Friday, March 23, 2007

NVIDIA Ships 128-Core Graphics Cards for High-End Film Editors

NVIDIA just cranked up its highest-end Quadro graphics cards a notch or two, rolling out three products, the NVIDIA Quadro FX 4600, Quadro FX 5600 (pictured above), and NVIDIA Quadro Plex VCS Model IV that the company says represents the biggest leap in performance for its graphics cards yet. One giant leap indeed, because these parallel processing monsters have the rough equivalent of 128 1.35GHz processors cranking away at graphics in a whole new way.
These cards have more circuitry than ever, with three quarters of a billion transistors on board, and NVIDIA says not only can they display larger graphics faster than ever but use a concept called GP-GPU, allowing general-purpose programs to run on the GPU instead of the CPU.
Sharing some of the same technology with NVIDIA's GeForce 8 series of consumer cards released last November, these cards are aimed at high-end film effects artists and oil and gas explorers, and maybe a few absolutely fanatic gamers. More info, pics and pricing, plus a tantalizing hint from NVIDIA about Apple's interest in this technology, after the jump.

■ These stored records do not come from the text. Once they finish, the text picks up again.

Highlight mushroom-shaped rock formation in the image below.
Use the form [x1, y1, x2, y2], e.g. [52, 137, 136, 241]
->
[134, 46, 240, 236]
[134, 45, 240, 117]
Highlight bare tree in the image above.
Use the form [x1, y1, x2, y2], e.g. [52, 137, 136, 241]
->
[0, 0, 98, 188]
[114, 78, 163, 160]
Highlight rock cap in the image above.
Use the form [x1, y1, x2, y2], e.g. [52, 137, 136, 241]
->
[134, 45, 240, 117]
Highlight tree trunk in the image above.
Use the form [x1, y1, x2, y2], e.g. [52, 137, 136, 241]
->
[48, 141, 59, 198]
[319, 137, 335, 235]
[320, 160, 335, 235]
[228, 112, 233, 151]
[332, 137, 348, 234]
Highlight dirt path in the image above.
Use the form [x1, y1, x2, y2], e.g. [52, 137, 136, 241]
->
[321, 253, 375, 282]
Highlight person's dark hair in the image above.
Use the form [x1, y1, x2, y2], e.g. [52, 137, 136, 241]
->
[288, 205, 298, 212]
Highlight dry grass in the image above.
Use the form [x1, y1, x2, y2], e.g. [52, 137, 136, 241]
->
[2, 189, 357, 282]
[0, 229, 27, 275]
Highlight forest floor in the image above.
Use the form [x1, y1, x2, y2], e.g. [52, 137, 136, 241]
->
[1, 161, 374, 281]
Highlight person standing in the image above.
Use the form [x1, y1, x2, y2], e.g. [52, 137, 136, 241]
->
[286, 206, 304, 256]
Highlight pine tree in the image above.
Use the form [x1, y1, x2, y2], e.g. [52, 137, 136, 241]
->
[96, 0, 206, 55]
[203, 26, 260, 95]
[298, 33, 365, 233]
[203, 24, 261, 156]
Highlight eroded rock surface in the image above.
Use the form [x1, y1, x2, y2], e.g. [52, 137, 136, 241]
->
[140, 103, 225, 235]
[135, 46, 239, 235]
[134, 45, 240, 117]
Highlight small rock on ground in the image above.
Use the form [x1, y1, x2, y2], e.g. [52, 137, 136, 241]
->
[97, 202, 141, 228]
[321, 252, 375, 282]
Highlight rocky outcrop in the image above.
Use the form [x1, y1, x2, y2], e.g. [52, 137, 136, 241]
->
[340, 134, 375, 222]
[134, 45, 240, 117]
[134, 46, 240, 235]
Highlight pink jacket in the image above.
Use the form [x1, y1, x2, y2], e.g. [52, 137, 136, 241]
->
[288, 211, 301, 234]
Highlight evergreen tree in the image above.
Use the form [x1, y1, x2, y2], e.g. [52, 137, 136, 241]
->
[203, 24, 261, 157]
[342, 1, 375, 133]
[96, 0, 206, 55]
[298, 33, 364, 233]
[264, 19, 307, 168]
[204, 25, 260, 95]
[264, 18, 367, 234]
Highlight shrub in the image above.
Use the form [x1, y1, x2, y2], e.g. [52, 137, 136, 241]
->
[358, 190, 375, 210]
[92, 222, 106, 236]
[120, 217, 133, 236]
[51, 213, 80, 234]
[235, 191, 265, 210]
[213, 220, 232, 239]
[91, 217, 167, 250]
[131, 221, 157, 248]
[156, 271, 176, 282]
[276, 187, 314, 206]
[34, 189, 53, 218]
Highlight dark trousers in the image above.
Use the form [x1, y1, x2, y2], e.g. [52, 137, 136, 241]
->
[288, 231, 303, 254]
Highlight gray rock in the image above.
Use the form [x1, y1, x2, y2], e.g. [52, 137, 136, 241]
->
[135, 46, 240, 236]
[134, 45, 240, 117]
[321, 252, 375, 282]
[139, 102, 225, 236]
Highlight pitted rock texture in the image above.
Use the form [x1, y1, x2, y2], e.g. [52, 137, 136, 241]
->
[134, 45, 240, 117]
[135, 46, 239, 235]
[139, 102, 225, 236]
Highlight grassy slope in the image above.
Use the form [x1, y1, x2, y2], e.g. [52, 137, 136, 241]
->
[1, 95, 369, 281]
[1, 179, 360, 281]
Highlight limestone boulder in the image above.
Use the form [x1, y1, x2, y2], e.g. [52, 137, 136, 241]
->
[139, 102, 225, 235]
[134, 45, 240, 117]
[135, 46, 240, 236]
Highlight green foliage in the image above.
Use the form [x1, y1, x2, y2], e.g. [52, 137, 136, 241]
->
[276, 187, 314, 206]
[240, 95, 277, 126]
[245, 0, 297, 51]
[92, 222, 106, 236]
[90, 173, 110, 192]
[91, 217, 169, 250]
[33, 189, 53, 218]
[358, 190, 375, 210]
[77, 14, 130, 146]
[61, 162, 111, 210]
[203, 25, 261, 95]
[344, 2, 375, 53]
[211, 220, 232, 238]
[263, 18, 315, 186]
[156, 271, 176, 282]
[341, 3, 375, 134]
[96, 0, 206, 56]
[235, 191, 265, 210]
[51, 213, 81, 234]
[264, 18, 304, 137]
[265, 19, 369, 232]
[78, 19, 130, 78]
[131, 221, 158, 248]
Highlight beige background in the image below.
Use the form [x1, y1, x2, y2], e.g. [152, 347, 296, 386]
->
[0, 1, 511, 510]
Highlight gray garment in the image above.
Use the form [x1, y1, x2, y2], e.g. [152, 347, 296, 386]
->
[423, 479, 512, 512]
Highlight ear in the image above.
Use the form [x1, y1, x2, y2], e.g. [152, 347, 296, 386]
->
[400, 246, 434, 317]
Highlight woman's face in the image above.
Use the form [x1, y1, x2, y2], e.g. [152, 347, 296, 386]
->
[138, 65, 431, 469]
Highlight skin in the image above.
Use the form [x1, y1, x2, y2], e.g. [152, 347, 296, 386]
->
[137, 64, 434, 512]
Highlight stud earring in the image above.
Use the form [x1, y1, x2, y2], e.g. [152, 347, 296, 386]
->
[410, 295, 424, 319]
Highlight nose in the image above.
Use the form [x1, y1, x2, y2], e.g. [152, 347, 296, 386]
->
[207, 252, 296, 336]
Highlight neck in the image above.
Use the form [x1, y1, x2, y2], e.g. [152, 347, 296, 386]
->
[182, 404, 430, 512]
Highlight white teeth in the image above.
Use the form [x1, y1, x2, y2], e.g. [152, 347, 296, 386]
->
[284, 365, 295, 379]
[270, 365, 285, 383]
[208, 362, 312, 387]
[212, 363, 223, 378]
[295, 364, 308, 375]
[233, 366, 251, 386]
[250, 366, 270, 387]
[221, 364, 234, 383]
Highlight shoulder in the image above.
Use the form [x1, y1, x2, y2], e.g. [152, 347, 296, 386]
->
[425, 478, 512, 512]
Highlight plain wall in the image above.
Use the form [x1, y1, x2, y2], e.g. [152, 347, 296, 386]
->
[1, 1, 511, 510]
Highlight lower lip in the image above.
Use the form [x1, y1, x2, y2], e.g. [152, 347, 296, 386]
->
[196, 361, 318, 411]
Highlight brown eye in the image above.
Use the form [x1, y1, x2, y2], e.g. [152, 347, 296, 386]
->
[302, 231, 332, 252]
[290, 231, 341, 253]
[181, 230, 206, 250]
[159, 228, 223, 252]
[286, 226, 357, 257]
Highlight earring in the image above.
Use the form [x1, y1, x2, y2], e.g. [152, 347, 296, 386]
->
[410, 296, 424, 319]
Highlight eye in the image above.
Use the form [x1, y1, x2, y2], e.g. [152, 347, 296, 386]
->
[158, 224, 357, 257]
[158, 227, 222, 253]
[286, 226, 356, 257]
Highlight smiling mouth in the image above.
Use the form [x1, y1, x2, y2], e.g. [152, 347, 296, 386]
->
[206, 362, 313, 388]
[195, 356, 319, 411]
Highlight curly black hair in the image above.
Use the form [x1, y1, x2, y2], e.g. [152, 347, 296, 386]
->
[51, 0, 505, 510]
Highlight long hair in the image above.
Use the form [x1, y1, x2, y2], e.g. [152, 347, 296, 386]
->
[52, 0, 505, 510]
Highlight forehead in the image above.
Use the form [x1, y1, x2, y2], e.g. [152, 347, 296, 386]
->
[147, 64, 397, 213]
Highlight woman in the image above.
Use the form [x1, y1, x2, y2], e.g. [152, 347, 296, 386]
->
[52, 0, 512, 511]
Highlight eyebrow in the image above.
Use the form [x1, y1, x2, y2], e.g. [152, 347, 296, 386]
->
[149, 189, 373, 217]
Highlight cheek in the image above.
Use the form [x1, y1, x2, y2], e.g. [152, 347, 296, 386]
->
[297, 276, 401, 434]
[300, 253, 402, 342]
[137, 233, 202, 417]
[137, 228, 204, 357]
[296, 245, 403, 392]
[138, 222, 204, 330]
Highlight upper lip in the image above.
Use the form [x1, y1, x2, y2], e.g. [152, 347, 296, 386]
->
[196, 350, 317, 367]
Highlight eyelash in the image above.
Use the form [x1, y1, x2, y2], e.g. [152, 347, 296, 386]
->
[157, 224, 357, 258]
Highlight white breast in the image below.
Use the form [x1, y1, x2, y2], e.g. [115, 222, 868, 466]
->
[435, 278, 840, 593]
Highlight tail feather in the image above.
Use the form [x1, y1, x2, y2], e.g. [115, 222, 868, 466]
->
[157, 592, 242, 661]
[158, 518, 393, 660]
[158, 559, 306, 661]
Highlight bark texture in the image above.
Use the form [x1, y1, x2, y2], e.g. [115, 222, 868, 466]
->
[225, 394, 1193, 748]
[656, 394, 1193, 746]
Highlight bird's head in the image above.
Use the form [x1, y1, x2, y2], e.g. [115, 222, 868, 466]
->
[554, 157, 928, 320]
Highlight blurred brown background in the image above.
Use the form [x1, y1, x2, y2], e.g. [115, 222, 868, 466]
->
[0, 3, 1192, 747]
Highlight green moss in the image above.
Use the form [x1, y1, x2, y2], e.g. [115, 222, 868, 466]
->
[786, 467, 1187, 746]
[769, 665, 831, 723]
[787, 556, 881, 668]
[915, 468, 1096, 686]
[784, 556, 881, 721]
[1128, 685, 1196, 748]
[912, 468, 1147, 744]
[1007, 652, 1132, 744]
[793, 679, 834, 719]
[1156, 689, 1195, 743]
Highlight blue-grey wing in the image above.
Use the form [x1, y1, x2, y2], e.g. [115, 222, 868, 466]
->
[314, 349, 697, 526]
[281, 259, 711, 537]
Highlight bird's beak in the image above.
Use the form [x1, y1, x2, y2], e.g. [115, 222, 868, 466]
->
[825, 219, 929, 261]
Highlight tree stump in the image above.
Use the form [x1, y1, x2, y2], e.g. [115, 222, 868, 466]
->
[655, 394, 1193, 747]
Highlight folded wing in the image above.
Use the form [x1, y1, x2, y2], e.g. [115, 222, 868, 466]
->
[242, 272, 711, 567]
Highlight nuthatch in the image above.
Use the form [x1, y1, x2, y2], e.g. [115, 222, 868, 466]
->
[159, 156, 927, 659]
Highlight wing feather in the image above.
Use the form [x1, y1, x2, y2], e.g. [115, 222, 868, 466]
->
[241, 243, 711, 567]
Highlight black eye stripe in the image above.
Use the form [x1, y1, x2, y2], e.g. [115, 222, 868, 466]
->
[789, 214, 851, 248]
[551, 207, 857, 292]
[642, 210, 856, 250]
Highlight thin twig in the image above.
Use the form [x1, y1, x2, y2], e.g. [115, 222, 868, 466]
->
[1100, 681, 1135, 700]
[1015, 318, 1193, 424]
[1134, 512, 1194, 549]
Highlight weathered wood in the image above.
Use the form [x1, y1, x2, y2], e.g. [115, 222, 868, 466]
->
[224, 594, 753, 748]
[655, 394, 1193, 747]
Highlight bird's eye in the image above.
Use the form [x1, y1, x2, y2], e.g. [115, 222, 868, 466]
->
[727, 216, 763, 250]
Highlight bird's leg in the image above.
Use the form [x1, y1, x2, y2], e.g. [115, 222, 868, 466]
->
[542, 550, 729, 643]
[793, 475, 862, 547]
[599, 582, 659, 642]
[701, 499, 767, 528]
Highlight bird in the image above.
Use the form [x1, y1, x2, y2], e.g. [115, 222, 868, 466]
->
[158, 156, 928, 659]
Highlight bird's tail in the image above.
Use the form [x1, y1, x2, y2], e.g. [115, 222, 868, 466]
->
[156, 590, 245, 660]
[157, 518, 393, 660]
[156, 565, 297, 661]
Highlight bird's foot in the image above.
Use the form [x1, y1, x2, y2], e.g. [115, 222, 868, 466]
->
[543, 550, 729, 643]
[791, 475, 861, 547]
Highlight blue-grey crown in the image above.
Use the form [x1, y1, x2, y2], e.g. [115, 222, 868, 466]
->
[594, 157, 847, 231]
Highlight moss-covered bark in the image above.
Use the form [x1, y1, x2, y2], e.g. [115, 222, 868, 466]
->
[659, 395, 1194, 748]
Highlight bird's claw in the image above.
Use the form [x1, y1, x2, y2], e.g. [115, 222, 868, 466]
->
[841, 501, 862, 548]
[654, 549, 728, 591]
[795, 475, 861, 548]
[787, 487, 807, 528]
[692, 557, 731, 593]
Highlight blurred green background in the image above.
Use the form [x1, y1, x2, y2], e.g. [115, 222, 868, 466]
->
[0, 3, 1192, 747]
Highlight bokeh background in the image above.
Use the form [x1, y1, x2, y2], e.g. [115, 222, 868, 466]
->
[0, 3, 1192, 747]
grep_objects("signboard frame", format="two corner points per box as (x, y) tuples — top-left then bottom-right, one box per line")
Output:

Additional features in the new Quadro solutions include faster 3D texturing and massive 8Kx8K texture processing for better performance when zooming and panning of high-resolution images; NVIDIA® SLI™ technology for improved graphics performance; dual dual-link display connectivity; and NVIDIA® PureVideo™ technology for outstanding picture clarity, smooth video playback, and accurate color and precise image scaling for SD and HD content. NVIDIA GSync and HD SDI options are also offered.